By the 1960s, the company was introducing wild experimental flavors like licorice, flowers, and chlorophyll, while creating elaborate storylines around “PEZ Pals” — characters who solved mysteries in different disguises.
In the 1970s, a massive new facility opened in Orange, Connecticut, in 1973, but by the 1980s, the company had gone largely dormant, doing virtually no advertising.

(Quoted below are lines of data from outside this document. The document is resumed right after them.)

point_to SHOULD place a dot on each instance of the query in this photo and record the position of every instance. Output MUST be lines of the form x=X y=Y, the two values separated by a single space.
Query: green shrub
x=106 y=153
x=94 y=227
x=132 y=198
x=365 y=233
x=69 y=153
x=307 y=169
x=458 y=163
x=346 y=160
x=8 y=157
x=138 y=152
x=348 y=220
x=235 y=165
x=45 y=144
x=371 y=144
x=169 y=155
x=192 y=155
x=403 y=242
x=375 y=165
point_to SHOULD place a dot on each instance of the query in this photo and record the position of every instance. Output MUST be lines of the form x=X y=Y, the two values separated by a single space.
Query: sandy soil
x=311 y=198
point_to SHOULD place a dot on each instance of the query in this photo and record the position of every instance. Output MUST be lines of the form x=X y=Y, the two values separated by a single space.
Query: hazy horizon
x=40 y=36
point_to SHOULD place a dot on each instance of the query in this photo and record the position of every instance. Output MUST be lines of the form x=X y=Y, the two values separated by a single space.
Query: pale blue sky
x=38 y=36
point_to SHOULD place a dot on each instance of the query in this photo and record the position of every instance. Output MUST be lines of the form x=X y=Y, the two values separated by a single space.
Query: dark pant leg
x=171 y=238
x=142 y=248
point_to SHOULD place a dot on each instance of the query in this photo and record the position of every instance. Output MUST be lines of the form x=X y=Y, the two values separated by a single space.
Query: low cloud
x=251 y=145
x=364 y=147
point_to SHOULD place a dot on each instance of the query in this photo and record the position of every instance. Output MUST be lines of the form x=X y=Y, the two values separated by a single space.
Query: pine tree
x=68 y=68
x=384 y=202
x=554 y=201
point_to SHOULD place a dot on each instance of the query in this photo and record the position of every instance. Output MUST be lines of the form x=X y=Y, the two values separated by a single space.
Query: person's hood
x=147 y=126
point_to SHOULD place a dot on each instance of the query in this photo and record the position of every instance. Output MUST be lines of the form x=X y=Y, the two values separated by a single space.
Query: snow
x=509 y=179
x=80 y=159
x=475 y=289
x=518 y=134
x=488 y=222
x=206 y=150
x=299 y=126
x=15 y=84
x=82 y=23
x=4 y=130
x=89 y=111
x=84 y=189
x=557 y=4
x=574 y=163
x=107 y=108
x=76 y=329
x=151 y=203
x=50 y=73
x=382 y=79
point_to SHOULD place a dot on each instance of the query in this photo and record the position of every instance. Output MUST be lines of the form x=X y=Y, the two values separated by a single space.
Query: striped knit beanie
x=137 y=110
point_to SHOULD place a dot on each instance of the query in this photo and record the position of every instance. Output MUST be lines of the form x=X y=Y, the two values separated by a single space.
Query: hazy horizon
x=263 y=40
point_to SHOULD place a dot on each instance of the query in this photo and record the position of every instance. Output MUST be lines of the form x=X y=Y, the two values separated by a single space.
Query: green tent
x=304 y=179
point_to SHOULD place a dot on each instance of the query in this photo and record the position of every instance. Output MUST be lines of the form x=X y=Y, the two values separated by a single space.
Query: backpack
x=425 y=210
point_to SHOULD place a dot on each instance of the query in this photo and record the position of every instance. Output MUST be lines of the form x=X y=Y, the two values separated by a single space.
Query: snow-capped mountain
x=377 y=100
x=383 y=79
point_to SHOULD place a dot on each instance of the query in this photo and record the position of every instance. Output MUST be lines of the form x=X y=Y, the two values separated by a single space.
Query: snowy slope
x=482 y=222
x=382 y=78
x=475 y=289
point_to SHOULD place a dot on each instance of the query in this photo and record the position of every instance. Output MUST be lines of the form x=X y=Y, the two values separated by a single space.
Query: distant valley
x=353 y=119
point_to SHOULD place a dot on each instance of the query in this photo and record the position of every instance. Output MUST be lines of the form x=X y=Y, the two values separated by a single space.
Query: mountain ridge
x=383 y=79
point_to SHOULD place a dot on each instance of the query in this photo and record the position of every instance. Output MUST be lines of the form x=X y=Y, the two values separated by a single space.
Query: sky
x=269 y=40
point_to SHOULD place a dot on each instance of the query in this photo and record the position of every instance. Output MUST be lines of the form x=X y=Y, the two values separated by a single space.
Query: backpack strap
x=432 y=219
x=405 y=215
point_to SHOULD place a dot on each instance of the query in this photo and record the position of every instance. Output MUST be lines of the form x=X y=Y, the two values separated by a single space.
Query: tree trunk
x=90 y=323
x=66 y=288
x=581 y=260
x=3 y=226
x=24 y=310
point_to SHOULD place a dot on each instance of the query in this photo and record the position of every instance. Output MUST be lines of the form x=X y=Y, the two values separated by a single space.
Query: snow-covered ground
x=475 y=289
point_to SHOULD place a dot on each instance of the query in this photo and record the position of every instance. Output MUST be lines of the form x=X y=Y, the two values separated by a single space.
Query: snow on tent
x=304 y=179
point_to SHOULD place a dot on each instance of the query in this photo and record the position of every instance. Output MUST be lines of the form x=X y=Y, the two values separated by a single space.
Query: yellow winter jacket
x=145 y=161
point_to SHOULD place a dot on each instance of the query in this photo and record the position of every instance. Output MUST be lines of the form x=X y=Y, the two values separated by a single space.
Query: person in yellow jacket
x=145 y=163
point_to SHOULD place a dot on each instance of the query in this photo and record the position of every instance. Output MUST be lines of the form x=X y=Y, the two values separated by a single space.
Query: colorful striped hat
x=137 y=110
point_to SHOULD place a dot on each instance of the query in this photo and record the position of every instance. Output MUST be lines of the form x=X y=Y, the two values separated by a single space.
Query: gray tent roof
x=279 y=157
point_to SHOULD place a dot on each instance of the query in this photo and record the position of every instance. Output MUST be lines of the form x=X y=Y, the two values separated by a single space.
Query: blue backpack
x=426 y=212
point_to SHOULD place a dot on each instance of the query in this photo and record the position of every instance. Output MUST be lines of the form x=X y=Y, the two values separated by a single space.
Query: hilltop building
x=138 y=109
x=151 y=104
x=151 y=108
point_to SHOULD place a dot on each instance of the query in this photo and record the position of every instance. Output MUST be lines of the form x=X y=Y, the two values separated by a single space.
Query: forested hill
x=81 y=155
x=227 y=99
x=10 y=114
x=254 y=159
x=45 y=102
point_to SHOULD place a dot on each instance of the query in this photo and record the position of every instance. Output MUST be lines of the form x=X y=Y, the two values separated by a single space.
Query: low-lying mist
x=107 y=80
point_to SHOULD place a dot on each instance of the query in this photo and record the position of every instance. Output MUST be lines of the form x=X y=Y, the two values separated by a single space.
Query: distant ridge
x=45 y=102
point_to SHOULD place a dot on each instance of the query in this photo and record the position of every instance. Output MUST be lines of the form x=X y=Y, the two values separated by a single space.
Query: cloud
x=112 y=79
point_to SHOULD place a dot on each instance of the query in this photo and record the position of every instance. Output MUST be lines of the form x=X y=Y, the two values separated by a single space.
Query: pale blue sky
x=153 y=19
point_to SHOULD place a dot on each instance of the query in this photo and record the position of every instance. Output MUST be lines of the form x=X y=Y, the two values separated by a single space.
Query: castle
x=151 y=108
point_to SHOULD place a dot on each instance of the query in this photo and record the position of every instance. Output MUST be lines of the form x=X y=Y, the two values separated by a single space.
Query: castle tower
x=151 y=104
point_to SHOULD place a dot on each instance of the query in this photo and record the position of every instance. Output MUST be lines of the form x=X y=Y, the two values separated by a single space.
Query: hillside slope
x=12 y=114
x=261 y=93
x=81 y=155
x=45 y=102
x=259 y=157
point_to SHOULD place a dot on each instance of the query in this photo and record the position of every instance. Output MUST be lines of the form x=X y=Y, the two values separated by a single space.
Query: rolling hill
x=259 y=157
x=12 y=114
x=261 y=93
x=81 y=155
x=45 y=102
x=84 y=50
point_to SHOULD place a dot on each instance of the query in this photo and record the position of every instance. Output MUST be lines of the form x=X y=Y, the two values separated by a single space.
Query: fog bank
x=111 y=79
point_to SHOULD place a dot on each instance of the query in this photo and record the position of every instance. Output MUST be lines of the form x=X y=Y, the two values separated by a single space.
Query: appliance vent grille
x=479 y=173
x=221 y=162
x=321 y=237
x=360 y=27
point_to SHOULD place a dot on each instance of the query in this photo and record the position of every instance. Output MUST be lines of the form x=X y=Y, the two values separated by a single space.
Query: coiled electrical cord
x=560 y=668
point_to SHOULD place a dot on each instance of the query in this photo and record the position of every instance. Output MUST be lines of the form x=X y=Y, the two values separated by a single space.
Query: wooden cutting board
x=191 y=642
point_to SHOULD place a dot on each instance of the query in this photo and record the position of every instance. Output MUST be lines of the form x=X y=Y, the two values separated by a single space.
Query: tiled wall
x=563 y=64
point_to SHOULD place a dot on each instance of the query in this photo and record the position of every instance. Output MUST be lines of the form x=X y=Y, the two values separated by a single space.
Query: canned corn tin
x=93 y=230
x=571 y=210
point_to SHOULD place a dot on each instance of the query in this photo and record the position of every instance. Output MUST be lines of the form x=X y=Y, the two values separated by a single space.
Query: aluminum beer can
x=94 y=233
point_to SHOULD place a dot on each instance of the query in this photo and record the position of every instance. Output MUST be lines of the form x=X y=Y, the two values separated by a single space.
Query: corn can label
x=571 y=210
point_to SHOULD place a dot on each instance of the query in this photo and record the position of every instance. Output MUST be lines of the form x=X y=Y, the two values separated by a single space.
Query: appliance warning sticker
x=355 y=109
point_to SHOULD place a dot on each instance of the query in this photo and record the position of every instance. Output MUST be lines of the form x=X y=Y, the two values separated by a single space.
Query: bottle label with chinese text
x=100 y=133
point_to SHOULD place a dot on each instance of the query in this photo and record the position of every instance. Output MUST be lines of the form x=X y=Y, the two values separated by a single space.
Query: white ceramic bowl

Then something unexpected happened. In 1991, the first PEZ collector convention was held in Mentor, Ohio. What started as a small gathering of enthusiasts exploded into a worldwide phenomenon. By 1993, Forbes featured PEZ on its cover, and Christie’s held its first pop culture auction featuring the dispensers.
The collecting craze became so intense that it indirectly led to the creation of eBay. But the famous story about Pierre Omidyar’s girlfriend being a PEZ collector was later revealed to be marketing mythology.
The 1990s and 2000s saw PEZ transcend candy to become genuine Americana. When “Seinfeld” featured a Tweety Bird dispenser, and movies like “Stand By Me” referenced the brand, PEZ had officially entered the cultural zeitgeist.
Carrie Fisher’s famous quote — “You’re not famous until your head is on a PEZ dispenser” — perfectly captured this transformation.
Today, PEZ distributes 70 million dispensers and 5 billion candies annually to over 80 countries. The company has created over 1,500 different dispensers, from historical figures to the latest movie characters.
The latest innovation, PEZ MyHEAD, lets anyone create a personalized dispenser using 3D printing technology. For 129 euros, customers can become part of the PEZ legacy that started with Eduard Haas III’s simple dream of helping people quit smoking.